Esse cenário, em verdade, cria um círculo vicioso no qual os feitos executivos fiscais acabam demandando, em média, 9 anos e 1 mês para terminarem.

 

A cobrança, por si só, já deve ser considerada um absurdo. Porém, ao invés de coibir referida conduta, o Poder Judiciário tem mitigado os efeitos das decisões contrárias em face dos entes públicos.

 

Isso porque o Código de Processo Civil de 2015 foi expresso em definir o padrão para fixação de honorários nos casos em que a Fazenda Pública for parte, seja no polo ativo ou passivo, trazendo percentuais de sucumbência inferiores aos aplicados aos demais litigantes (art. 85, § 3º). Entretanto, o Superior Tribunal de Justiça, corte a quem incumbe ser o guardião das normas legais do país, quando o valor da condenação da Fazenda Pública é expressivo (conceito que pode ser bastante elástico a depender de quem interpreta), vem desconsiderando a disposição expressa do Código e convalidando aplicação de valor com base em julgamento equitativo, utilizando para tanto um dispositivo específico para valor “inestimável ou irrisório” (art. 85, § 8º).

 

A situação é trágica.

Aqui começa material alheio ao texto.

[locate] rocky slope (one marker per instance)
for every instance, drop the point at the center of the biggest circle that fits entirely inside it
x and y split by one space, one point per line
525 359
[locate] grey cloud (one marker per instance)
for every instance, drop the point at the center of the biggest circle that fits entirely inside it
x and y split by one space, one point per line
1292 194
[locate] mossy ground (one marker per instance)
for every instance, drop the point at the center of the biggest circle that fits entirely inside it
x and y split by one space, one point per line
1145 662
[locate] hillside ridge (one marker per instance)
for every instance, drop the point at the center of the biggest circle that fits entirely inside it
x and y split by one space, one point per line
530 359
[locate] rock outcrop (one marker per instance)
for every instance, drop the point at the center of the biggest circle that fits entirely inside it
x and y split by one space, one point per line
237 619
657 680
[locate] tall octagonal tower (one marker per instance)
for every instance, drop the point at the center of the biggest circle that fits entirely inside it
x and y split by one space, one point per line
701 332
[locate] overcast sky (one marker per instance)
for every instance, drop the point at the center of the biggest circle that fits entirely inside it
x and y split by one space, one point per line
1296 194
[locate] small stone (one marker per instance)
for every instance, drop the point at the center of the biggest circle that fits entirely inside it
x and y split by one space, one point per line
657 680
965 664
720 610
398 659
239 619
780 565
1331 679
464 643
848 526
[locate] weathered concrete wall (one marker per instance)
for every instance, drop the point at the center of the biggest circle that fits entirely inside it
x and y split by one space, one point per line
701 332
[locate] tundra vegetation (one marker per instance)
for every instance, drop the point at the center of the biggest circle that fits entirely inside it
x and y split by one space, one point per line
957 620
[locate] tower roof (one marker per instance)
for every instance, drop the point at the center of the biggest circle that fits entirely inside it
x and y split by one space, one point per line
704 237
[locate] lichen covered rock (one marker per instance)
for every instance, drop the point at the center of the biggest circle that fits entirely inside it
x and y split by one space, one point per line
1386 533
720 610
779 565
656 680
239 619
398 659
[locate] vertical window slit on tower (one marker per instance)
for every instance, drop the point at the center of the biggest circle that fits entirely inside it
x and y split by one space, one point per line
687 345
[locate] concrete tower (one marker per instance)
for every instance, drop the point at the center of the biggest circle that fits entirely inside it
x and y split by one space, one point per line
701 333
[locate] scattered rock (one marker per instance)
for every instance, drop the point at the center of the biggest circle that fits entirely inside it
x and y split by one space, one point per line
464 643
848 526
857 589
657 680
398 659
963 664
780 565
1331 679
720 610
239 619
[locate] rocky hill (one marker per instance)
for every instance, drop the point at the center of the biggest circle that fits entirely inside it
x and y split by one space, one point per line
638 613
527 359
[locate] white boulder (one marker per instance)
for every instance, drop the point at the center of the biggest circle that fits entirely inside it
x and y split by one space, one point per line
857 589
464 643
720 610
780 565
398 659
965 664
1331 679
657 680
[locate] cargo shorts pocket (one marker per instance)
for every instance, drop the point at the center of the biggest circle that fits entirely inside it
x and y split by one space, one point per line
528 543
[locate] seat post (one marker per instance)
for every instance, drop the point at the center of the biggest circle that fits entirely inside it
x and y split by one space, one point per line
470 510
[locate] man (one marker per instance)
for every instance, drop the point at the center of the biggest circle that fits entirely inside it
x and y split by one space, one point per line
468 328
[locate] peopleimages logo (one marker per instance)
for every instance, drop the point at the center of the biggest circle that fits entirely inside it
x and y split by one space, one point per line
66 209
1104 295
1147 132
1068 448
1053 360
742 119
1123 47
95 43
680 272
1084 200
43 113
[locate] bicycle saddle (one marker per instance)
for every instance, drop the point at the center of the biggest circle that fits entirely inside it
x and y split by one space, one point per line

Os filhos (entes públicos) insistem em não cumprir as normas legais e decisões judiciais e os pais (Poder Judiciário), ao invés de reprimir referida conduta com base nos preceitos legais, encontram uma solução para “suavizar” a pena daqueles quando descobertos.

 

Ora, uma vez que o valor da condenação é um percentual sobre a condenação ou proveito econômico (redução da ilegalidade), somente sofrerá dura imputação caso a ilegalidade seja igualmente em montante expressivo.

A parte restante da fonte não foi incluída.